The boy who had been afraid of a night sky made himself known again. That same child had sat and promised God that he would be good if He did not take his mother from him. Loss, then, that was part of what he felt. As a boy, he’d pounded his pillow in the darkness and refused to speak his mother’s name for one whole month. He’d even dared God to take him, too. Anger. Grief.

He mourned for what was his and could never be again. Not simply a house or a home. But an era, a time. A legacy that would be no more.

He’d fought with his mind, his heart, and his body to protect what was his. To credit all the men who’d gone before him and would come after. The blood of warriors flowed through his veins in addition to men of words and stately deeds.

He asked forgiveness of the ghosts of his heritage. They seemed to answer him. The earl who’d been rumored to have been in love with the queen, who had been Elizabeth’s advisor on affairs with Spain, would have counseled a parlay with Penroth. But then, it had been said of him that he would bargain with the devil. The man who’d started it all, who’d fought at William’s side six hundred years ago and been awarded Langlinais as a prize for both his loyalty and his fierceness in battle, might have wished to fight. Never mind the cost for those he held dear. And the earl who had built Harrington Court after that terrible year when the Terne had flooded the old castle so badly it was no longer habitable, what would he have said? He would have been the most practical of the group, advising that Stephen look upon the situation with logic and sense, devoid of emotion.

It was nearly impossible to do so.

Had Penroth waited until now before he’d offered terms? He possessed a devilish instinct for coincidence or perhaps he simply knew the desperation of their circumstances as well as Stephen did.

He stared out at his world. “Surrender.” He spoke the word aloud, but it made the decision no easier. It clawed at him.

He was suffused with a curious kind of resignation. As if all that he had done from the beginning of his life until this point in time was for this one deed.

He, like most of his men, had been untrained in war. But he’d learned the brutality of it soon enough. He had not wanted to kill, but neither had he wished to die. He had become a soldier because his country had split apart in thought and ideal and he’d been forced to choose. His courage had been tested as he lived through each day.

Around him slept more than a hundred people. Or remained awake as slumber was chased away by fear. Their fate was his. Their futures placed lovingly and with great faith into his hands. They trusted him to do what was necessary, just as they believed in him to save them.
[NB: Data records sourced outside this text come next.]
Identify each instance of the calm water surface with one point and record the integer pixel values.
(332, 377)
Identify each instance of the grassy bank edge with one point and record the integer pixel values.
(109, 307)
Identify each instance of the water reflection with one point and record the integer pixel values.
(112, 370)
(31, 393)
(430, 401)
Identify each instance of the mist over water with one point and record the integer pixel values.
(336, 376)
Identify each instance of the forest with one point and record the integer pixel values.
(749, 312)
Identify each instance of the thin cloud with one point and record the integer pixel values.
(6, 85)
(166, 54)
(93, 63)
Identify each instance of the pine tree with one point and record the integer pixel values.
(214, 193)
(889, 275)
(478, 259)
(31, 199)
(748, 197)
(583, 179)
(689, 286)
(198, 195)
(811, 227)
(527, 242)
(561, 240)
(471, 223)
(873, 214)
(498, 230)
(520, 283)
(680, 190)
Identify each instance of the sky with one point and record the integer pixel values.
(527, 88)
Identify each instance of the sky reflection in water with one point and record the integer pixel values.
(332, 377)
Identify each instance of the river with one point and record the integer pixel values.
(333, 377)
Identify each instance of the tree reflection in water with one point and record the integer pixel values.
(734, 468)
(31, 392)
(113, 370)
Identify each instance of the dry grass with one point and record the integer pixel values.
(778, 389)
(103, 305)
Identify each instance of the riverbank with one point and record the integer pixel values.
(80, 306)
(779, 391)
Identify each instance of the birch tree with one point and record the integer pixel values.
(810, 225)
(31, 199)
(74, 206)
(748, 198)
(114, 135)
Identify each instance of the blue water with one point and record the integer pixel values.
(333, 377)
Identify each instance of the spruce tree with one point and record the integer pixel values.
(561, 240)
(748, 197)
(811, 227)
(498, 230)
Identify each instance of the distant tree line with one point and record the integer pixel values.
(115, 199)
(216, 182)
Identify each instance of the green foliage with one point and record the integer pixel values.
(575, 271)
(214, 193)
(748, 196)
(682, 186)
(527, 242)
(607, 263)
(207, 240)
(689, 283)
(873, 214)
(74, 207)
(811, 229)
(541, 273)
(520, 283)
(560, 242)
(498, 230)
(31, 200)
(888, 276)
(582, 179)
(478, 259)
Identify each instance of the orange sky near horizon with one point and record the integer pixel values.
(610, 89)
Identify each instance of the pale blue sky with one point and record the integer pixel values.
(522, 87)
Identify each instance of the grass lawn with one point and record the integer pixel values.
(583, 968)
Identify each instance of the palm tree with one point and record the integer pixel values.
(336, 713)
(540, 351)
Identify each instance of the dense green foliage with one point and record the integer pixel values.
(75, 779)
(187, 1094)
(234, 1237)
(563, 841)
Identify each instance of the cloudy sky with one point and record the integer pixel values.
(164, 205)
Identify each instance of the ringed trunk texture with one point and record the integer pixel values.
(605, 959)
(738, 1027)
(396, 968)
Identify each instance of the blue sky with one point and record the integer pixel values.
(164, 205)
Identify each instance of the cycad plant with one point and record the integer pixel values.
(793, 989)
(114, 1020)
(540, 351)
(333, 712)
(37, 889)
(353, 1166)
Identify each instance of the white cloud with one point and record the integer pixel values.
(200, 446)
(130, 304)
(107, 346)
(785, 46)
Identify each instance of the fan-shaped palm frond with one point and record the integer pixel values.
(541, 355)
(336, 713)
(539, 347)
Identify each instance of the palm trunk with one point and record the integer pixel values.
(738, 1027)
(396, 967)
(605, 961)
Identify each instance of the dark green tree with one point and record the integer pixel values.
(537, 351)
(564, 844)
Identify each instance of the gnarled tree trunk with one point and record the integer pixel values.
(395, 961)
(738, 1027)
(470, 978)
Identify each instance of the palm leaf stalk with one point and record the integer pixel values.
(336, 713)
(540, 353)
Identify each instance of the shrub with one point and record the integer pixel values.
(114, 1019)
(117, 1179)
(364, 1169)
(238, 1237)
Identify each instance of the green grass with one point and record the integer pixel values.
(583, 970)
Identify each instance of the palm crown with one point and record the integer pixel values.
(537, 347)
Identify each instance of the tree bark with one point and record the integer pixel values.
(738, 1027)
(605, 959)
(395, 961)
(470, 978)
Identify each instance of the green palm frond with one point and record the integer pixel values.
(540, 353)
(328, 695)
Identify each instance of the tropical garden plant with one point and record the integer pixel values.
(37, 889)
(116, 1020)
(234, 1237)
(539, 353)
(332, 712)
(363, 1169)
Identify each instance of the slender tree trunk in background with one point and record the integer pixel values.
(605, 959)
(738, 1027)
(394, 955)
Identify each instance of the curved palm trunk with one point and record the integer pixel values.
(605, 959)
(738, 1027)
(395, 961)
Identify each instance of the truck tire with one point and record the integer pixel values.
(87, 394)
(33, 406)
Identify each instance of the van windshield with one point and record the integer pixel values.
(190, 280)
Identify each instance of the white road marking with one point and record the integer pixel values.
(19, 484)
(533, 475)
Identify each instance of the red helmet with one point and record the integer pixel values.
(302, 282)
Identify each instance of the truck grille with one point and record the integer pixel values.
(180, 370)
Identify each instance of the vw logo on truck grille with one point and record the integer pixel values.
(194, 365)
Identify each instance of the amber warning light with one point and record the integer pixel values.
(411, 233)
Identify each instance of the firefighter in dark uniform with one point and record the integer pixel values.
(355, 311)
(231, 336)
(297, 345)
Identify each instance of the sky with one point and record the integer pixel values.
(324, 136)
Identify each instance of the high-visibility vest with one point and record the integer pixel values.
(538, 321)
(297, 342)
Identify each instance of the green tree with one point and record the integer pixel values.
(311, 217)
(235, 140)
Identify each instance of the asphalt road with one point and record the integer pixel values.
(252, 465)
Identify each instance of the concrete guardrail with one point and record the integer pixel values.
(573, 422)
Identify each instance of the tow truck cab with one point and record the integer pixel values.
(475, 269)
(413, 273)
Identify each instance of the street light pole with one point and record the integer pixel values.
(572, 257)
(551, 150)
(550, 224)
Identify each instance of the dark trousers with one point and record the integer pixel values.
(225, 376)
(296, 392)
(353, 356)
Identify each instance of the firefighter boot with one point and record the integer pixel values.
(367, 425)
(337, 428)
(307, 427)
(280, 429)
It was oddly fitting that he should recall one of the Psalms the Parliamentarians were fond of quoting as they marched into battle.

O lord how are my foes increased
,

Against me many rise

There was only one thing he could do. He’d known it for days. However much his mind circled around it, it always came back to surrender.

He glanced down at the coffer on the table beside him. Another regret. Perhaps he would give the coffer to Anne, have her take the codex somewhere safe. Protect it, that it might be read a hundred or more years from now.

He wanted to tell her what he’d discovered. Words that had startled him and confused him and then amazed him. He would go to her chamber and tell her. Only that.

His smile was a silent rebuke, an effortless ridicule of his intent. If he went to her chamber, it would not be to tell her of the Langlinais miracle but to leach some comfort in her arms.

Would she know how much he needed her tonight? He would not say the words, but perhaps she would know and extend her arms around him. Lover and friend.

He left the room before he could convince himself that it was not wise. That honor decreed he treat her with discretion, with gentleness. But she answered his soft knock within moments, as if she’d waited for him. One sign, then. A few more, and he would stay.